As crises de Van Gogh se tornaram cada vez mais frequentes. Ressabiada com a presença do artista, apelidado de “o ruivo louco”, a população de Arles fez uma petição exigindo o fechamento de seu ateliê.

Os anos finais

Van Gogh deixou então a cidade e se internou voluntariamente no Hospício de Saint-Paul-de-Mausole, em Saint-Rémy-de-Provence. Os jardins, a paisagem dos arredores e os ambientes internos do asilo tornaram-se objetos da sua pintura.

É desse período que datam algumas de suas obras mais aclamadas, caracterizadas pela enorme expressividade, pelo dinamismo vertiginoso e pela adição de tons ocres e cinzas em sua paleta (“Estrada com Cipreste à Noite”, “A Noite Estrelada”, “Campo de Trigo com Ciprestes”, ” Oliveiras com Alpilles ao Fundo”, etc.).

Com seus temas limitados pela ausência de contato com o mundo externo, Van Gogh passou a realizar releituras de obras de outros artistas, sobretudo Jean-François Millet (“A Sesta”, “O Semeador”) e Gustave Doré (“A Ronda dos Prisioneiros”). Também pintou novas versões de suas obras antigas (“A Arlesiana”, “No Portão da Eternidade”).

Van Gogh deixou o hospício em maio de 1890. Mudou-se em seguida para Auvers-sur-Oise, no norte da França, para ficar mais próximo de Theo. Na cidade, foi tratado pelo médico homeopata Paul Gachet, recomendado por Camille Pissarro.

Sob mecenato de Gachet, o artista retomou os temas rurais e as paisagens de aldeia (“A Igreja de Auvers”, “Casa Branca à Noite”). A tristeza e a solidão, entretanto, o afligiam cada vez mais — e refletiam na melancolia lúgubre de suas últimas obras, sobretudo “Campo de Trigo com Corvos”.

No dia 27 de julho de 1890, Van Gogh disparou contra o próprio peito. A bala foi desviada por uma costela sem atingir os órgãos vitais, mas o ferimento causou uma infecção letal.

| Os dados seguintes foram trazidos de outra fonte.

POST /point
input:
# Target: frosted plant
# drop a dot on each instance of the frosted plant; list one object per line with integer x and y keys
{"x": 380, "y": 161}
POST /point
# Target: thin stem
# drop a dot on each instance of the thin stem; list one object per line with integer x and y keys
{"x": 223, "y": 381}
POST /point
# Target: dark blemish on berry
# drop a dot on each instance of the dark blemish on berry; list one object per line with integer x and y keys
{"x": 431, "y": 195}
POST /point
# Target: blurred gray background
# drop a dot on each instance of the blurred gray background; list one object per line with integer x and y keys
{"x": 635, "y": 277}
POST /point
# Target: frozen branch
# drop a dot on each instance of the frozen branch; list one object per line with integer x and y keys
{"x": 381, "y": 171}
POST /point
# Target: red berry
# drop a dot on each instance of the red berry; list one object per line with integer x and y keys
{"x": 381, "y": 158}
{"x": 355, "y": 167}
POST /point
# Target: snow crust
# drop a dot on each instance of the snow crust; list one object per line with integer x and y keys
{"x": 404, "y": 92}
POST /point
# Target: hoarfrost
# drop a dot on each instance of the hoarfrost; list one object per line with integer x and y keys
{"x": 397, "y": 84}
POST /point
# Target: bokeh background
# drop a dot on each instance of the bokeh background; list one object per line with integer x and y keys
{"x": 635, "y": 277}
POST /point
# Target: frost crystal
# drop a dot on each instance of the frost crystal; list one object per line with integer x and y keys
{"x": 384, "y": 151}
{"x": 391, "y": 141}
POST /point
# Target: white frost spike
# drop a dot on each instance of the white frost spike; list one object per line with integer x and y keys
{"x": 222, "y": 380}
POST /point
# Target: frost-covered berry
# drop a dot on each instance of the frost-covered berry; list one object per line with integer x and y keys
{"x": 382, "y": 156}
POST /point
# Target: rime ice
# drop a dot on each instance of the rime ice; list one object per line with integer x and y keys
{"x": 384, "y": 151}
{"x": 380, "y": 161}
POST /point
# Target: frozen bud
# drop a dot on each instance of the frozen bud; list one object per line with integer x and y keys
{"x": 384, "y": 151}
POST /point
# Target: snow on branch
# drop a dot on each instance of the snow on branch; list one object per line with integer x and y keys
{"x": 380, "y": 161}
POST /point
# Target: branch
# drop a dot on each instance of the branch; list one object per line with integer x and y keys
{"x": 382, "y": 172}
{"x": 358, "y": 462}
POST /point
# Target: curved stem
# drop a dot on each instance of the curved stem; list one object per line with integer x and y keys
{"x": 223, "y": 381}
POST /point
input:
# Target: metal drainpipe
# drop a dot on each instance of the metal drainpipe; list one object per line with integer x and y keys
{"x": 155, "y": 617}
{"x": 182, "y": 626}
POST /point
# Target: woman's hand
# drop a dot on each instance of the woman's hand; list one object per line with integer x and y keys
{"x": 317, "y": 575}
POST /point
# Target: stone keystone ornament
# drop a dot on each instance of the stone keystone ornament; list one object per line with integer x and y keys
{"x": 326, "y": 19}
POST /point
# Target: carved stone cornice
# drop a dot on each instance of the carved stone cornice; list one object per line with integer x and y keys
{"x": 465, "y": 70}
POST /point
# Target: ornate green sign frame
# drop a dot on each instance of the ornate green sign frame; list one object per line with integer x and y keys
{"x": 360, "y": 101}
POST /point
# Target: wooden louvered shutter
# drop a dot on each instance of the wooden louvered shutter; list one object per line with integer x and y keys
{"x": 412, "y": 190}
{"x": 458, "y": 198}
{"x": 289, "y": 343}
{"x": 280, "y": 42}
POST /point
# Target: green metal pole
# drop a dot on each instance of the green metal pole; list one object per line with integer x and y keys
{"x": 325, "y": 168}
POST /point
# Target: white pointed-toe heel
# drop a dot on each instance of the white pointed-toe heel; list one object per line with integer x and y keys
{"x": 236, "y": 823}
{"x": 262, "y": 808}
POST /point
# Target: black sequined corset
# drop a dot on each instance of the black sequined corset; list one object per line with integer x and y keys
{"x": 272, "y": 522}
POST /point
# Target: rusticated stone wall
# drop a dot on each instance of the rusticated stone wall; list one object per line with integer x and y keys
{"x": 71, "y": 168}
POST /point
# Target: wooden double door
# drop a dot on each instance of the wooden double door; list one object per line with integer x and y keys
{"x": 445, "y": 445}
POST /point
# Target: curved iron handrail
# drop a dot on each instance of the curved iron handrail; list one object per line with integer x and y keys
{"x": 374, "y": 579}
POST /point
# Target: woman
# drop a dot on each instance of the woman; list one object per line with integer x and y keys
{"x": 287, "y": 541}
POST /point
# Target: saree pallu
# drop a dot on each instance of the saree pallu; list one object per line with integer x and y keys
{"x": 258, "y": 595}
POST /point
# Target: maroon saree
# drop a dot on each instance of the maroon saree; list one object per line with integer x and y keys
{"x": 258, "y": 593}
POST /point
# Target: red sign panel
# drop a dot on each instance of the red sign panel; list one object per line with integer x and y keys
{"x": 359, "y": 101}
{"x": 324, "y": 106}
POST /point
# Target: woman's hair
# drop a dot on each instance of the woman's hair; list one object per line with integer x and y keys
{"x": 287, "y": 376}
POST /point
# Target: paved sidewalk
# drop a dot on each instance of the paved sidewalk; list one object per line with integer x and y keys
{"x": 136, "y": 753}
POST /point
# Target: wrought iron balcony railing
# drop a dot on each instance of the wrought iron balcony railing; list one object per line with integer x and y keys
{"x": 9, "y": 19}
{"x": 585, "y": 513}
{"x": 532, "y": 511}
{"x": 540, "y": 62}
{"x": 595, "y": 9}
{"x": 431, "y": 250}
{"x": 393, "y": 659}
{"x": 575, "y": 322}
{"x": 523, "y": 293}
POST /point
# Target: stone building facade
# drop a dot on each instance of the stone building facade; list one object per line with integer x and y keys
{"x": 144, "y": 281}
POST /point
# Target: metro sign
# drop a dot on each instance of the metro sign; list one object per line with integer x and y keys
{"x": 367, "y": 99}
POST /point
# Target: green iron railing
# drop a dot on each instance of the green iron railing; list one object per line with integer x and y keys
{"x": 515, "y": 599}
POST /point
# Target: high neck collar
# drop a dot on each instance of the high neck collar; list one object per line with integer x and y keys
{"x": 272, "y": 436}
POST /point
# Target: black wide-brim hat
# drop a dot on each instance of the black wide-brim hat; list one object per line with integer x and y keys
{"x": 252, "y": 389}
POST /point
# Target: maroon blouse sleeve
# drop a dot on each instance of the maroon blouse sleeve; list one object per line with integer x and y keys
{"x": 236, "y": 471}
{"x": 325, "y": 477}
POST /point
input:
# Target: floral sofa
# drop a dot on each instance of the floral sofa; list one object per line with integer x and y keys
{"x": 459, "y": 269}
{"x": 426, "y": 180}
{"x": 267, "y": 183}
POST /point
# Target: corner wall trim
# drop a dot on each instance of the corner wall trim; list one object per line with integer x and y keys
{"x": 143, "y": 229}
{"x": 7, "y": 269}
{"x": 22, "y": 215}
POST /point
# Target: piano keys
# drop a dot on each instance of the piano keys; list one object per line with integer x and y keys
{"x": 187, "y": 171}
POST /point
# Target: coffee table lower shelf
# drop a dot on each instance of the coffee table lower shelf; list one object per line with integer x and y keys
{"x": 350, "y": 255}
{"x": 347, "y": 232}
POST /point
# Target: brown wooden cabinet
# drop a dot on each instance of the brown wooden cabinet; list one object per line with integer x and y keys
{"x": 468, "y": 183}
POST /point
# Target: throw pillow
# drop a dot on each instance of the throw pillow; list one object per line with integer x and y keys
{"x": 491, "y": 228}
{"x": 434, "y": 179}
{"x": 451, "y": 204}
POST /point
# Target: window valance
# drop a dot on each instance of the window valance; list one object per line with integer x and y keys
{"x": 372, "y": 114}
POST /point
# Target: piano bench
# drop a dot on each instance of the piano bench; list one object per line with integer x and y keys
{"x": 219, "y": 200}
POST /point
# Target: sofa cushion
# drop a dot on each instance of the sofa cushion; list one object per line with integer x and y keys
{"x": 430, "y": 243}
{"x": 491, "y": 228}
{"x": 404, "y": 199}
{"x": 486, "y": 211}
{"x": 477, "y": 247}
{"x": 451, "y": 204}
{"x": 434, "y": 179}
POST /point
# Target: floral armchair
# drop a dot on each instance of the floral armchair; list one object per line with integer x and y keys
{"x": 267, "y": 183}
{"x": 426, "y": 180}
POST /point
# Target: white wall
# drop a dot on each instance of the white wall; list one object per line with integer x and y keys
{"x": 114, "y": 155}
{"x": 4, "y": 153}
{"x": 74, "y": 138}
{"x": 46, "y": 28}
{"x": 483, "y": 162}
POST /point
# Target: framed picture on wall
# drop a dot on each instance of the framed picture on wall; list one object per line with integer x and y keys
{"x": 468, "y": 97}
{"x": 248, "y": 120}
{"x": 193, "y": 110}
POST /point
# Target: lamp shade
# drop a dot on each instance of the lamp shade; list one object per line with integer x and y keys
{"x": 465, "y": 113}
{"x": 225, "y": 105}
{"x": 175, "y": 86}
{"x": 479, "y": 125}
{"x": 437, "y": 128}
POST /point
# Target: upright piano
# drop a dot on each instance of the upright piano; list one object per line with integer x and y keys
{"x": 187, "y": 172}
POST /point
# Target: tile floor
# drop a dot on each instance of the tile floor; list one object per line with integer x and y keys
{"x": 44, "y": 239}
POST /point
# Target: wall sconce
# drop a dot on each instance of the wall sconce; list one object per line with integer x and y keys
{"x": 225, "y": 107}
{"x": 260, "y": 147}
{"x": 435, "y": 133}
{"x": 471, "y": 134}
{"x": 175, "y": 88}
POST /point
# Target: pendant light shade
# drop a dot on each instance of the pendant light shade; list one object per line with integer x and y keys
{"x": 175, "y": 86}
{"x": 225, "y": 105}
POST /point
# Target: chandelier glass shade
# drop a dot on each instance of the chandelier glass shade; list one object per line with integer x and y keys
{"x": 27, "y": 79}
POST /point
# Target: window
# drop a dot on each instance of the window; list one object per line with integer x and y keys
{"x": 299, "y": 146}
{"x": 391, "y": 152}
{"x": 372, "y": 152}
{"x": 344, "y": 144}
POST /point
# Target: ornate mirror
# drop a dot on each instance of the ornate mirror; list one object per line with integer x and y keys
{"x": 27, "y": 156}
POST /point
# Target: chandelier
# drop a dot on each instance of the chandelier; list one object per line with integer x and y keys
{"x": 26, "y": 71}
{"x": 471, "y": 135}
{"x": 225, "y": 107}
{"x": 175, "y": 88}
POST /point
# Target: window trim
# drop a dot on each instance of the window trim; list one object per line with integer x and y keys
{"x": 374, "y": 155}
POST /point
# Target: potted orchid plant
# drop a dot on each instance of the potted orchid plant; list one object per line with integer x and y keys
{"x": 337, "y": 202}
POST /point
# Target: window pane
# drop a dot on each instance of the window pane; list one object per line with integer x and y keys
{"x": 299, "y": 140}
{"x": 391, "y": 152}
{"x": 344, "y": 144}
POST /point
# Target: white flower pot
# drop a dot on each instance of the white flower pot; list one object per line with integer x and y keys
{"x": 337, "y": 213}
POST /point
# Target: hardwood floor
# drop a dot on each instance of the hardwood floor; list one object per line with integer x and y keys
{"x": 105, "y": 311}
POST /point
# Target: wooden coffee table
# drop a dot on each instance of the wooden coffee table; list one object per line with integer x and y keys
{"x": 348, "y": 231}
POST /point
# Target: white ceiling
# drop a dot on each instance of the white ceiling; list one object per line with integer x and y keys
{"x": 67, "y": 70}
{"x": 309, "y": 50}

Visitado por Theo em seu leito de morte, confidenciou a razão do suicídio: “A tristeza vai durar para sempre”. Van Gogh faleceu dois dias depois, em 29 de julho de 1890, aos 37 anos de idade. Muito abalado pela morte do irmão, Theo adoeceu e faleceu seis meses depois.

Ao longo de sua vida, Van Gogh executou mais de duas mil obras de arte, incluindo 860 pinturas a óleo. Não conseguiu, entretanto, obter sucesso comercial em seu tempo, tendo vendido somente uma tela durante toda sua carreira. Seu estilo enérgico e original contrastava com o idilismo pequeno-burguês dos impressionistas e com o refinamento da arte pompier, sendo rechaçado pelo público de então.

A valorização de seu legado artístico tem início no começo do século 20, quando elementos de seu estilo passam a ser incorporados pelos fauvistas e expressionistas.

A crítica ulterior o consagrou como o pioneiro por excelência das vanguardas modernas, enquanto sua biografia tumultuada contribuiu para que se encarnasse no imaginário popular a essência romântica do “gênio atormentado e incompreendido”.

Suas obras estão entre as pinturas mais conhecidas e admiradas da história da arte e o pintor segue, mais de um século após sua morte, inspirando e encantando o público com seu talento e sua sensibilidade ímpar.